[Bug target/97127] FMA3 code transformation leads to slowdown on Skylake

[already5chosen at yahoo dot com]

https://gcc.gnu.org/bugzilla/show_bug.cgi?id=97127

--- Comment #6 from Michael_S <already5chosen at yahoo dot com> ---
Why do you see it as addition of peephole pattern?
I see it as removal. Like, "do what's written in the source and don't try to be
tricky".
Probably, I am too removed from how compilers work :(

Or, may be, handle it at the level of cost of instructions?
I don't know how gcc works internally, but it seems that currently the cost of
register move [on Haswell and Skylake] is underestimated.
Although it is true that register move has no cost in terms of execution ports
and latency, it still has the same cost as, say, integer ALU instructions, in
terms of the front end and renamer.

Also, as pointed out above by Alexander, the cost of FMA3 with (base+index) or
(index*scale) memory operands could also be underestimated.

Unlike Alexander, I am not sure that the difference between (base+index) and
(base) is really what matters. IMO, the cost of FMA3 with *any* memory operands
is underestimated, but I am not going to insist on that.
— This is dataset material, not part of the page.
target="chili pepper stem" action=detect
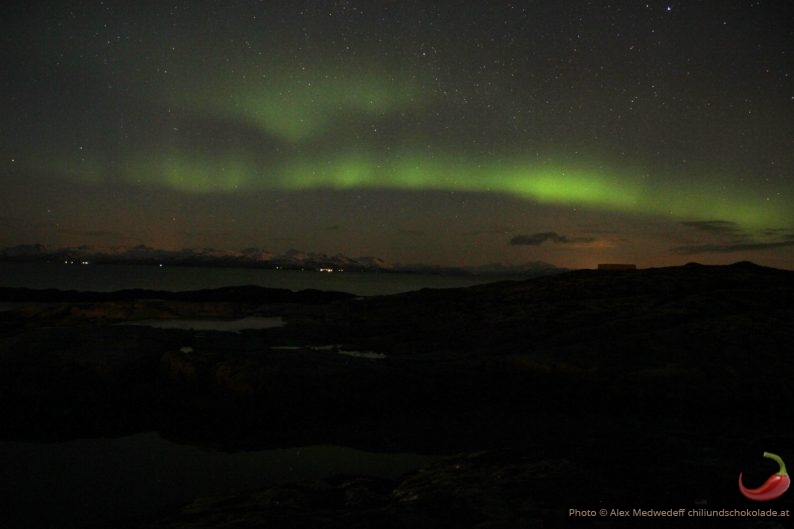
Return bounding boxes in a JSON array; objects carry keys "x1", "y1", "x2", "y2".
[{"x1": 764, "y1": 452, "x2": 788, "y2": 476}]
In the ideal world compiler should reason as I do it myself when coding in asm:
estimate which resource is critical in the given loop and then try to reduce
pressure on this particular resource. In this particular loop a critical
resource appears to be renamer, so the cost of instructions should be seen as
cost at renamer. In other situations critical resource could be throughput of
particular issue port. In yet another situation it could be latency of
instructions that form dependency chain across multiple iterations of the loop.
The later is especially common in "reduction" algorithms of which dot product
is the most common example.
A single value of instruction cost simply can't cover all these different cases
in satisfactory manner.
May be, gcc it's already here, I don't know.